Quei senatori nel treno ed i “quaderni” di Antonio Gramsci

di Biagio Riccio
1 Ottobre 2020

“Sai, devo andare oggi in Commissione Finanze, ma non so nulla dell’argomento all’ordine del giorno. Ora sai cosa faccio? Porto il telefonino con me e, mentre il relatore parla, sento in cuffia un po’ di musica, facendogli credere di ascoltarlo, annuendo e sorridendogli. Così lui pensa che io lo stia seguendo. Poi se vuoi dopo ci rivediamo e, prima della prossima commissione, vorrei prendere un caffettino o fare un pranzo veloce, un collegamento su Facebook per dire quanto lavoriamo e contare le visualizzazioni che riscuotiamo.
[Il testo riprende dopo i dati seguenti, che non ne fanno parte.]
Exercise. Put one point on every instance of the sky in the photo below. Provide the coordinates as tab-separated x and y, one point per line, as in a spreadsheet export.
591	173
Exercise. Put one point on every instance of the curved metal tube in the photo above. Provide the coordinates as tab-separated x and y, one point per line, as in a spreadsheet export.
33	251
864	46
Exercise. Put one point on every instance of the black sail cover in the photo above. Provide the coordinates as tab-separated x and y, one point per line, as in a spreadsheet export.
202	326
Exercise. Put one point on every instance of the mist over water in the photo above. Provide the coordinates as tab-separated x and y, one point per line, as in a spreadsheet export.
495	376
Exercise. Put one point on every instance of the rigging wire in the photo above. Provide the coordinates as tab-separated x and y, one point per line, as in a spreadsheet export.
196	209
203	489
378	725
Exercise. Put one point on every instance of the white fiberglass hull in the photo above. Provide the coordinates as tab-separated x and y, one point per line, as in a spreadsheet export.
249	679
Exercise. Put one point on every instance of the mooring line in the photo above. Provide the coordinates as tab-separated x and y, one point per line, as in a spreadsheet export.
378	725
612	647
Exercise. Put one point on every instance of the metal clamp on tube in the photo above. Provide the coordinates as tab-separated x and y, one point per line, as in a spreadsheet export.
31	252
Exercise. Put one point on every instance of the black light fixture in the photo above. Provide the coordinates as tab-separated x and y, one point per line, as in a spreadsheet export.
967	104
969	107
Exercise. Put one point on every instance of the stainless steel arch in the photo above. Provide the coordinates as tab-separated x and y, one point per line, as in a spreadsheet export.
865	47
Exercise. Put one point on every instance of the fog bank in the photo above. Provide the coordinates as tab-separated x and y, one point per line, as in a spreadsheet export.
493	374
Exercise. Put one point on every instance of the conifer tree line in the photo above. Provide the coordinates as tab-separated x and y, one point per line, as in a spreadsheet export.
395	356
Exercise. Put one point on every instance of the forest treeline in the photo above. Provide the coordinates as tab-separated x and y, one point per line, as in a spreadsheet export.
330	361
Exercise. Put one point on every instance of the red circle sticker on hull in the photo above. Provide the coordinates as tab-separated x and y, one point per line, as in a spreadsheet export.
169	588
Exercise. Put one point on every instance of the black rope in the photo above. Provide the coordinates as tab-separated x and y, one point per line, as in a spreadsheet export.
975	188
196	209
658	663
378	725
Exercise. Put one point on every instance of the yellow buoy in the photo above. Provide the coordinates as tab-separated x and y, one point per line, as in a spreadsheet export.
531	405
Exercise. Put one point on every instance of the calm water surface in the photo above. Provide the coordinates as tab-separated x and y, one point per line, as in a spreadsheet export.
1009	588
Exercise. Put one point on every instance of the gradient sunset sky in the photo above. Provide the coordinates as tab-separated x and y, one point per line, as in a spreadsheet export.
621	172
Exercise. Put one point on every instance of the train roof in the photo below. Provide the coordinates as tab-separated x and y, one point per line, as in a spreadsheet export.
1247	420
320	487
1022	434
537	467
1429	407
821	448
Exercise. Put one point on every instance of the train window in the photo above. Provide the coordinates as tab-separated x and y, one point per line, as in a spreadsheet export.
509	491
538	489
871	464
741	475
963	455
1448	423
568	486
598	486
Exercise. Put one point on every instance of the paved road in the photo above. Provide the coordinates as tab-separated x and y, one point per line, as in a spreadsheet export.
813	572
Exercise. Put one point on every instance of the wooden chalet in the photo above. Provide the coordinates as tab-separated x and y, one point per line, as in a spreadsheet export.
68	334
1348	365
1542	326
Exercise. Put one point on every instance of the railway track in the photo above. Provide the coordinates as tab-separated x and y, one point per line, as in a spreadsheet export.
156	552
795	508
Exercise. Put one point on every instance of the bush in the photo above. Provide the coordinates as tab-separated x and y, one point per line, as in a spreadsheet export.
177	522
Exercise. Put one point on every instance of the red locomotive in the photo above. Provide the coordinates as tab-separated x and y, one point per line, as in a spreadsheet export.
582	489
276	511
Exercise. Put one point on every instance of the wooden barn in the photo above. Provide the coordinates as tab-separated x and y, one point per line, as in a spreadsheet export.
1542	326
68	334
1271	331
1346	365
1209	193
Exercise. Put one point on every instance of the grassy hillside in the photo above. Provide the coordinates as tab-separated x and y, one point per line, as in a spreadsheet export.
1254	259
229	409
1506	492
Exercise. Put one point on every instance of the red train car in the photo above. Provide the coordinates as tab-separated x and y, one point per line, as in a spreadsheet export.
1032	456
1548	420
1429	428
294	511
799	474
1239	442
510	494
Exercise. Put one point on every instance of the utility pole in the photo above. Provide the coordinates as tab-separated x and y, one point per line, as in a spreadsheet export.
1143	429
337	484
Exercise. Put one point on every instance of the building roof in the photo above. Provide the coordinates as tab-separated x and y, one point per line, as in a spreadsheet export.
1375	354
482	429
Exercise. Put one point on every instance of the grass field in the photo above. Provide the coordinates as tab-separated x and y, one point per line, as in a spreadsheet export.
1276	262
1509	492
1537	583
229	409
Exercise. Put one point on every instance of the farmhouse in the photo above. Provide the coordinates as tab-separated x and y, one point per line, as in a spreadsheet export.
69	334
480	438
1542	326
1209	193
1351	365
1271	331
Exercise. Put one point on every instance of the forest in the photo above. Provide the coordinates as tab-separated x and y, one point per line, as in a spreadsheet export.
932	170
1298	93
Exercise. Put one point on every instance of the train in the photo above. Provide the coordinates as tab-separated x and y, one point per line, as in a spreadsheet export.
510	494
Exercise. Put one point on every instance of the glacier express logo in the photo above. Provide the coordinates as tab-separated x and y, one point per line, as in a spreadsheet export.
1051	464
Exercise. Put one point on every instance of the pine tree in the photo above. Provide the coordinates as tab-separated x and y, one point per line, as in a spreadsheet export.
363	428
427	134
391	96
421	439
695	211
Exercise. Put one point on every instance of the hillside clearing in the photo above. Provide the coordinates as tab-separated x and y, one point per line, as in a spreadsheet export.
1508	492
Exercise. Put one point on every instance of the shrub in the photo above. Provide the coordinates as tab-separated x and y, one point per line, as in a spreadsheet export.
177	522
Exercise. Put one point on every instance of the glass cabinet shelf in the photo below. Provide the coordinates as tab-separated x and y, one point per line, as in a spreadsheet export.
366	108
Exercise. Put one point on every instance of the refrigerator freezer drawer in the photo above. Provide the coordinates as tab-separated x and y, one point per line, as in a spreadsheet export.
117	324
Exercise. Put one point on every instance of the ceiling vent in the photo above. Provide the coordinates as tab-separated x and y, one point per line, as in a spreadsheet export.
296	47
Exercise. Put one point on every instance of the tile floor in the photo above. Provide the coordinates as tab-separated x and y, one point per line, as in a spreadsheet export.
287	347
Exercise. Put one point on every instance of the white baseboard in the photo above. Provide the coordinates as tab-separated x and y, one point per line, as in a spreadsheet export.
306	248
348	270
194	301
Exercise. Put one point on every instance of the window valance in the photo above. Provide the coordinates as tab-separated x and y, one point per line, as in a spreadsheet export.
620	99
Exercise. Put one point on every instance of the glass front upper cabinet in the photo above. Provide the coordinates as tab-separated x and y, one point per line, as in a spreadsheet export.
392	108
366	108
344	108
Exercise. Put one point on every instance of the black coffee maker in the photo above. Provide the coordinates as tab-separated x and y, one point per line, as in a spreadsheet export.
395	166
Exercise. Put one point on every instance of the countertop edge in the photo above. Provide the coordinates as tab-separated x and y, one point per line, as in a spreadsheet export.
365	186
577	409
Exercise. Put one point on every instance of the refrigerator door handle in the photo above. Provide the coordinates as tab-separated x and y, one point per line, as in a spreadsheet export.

Oggi vale solo Facebook più delle televisioni e spesso faccio foto che i miei followers gradiscono. Tu come te la passi?”
Trattasi di una giovane senatrice, indubbiamente bella e vestita con gusto e di  palpabile charme; ritengo alla prima esperienza a Palazzo Madama.
Serafico e gioioso risponde l’altro, anche egli senatore, finemente abbronzato ed elegante: “benissimo, da Dio. Guadagno tanti soldi e non so nulla di quello che discutiamo. Sono qui per votare solamente ed obbedisco al mio capogruppo. Voto ed incasso: è una pacchia da nababbo. Noi dobbiamo sperare che il governo duri sino alla fine, così prendiamo lauti stipendi. Sono fedele come i carabinieri e vorrei essere candidato alle prossime elezioni, ma temo che finisca la giostra“.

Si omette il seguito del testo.